Five RAG Patterns We Keep Building on Google Cloud, and When Each One Is Right

“Just add RAG” has become the default answer to GenAI quality problems, and like most default answers it’s right often enough to be dangerous. Most production retrieval pipelines we’ve seen in the wild are built on a vague memory of a tutorial: chunk the docs, embed them, top-k cosine similarity, stuff into the prompt. That’s the naive pattern. It works for some use cases and quietly fails on most others.

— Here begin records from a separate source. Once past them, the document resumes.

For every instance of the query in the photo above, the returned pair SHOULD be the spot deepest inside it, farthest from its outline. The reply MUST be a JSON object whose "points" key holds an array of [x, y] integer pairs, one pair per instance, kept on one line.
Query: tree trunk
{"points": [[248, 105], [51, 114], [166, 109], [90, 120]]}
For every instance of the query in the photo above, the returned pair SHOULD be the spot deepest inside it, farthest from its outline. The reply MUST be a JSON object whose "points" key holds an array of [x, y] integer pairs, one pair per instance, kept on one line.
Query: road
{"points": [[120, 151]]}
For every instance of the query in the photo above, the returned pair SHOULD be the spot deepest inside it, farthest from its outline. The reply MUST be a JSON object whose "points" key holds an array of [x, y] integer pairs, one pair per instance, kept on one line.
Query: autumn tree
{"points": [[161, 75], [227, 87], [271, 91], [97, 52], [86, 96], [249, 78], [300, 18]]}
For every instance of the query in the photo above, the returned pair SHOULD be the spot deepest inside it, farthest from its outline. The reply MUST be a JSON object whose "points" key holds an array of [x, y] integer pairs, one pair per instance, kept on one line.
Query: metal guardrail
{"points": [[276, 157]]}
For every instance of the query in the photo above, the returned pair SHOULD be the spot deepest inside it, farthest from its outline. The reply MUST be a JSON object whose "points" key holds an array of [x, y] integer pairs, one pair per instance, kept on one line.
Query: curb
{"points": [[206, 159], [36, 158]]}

This post walks through the five patterns we reach for at Accelyze, mapped to the GCP components that implement them. The point isn’t to pick the most sophisticated one. It’s to pick the simplest one that meets your retrieval quality bar.

The patterns at a glance

Pattern	When it’s right	GCP components
Naive RAG	Small static corpus, simple Q&A, low latency budget	AlloyDB `pgvector` or Vertex AI Vector Search
Hybrid (BM25 + vector)	Exact-match terms matter (codes, names, clause labels)	AlloyDB with `pgvector` + `tsvector`, or Vertex AI Search (Agent Search)
Agentic RAG	Queries that need decomposition or multi-source lookup	Vertex AI Agent Builder / ADK (part of the Gemini Enterprise Agent Platform) + Gemini function calling
GraphRAG	Highly connected data, entity relationships matter	Spanner Graph or Neo4j Aura on GCP, plus AlloyDB
Multi-hop / query decomposition	Questions that span multiple documents or facts	Gemini reasoning + iterative retrieval

Pattern 1: Naive RAG

The pattern everyone starts with. Chunk documents, embed them, store the embeddings, retrieve top-k by cosine similarity, inject into the prompt.

User query
   │
   ├──► Embed (gemini-embedding-001)
   │
   ├──► ANN search (pgvector or Vertex AI Vector Search) → top-k chunks
   │
   └──► Gemini generation with chunks in context

When it works: small to medium corpora (under 100K chunks), Q&A on relatively self-contained passages, latency budget under a second, no need for exact-term matching, no entity relationships.

When it falls over:

Queries that depend on a specific code, model number, or product SKU. Pure semantic similarity will miss these.
Multi-document synthesis. Top-k retrieval is per-query, single-shot. It can’t reason about what to retrieve next.
Long-tail queries on technical content. Embeddings are biased toward training data distribution. Niche domains underperform.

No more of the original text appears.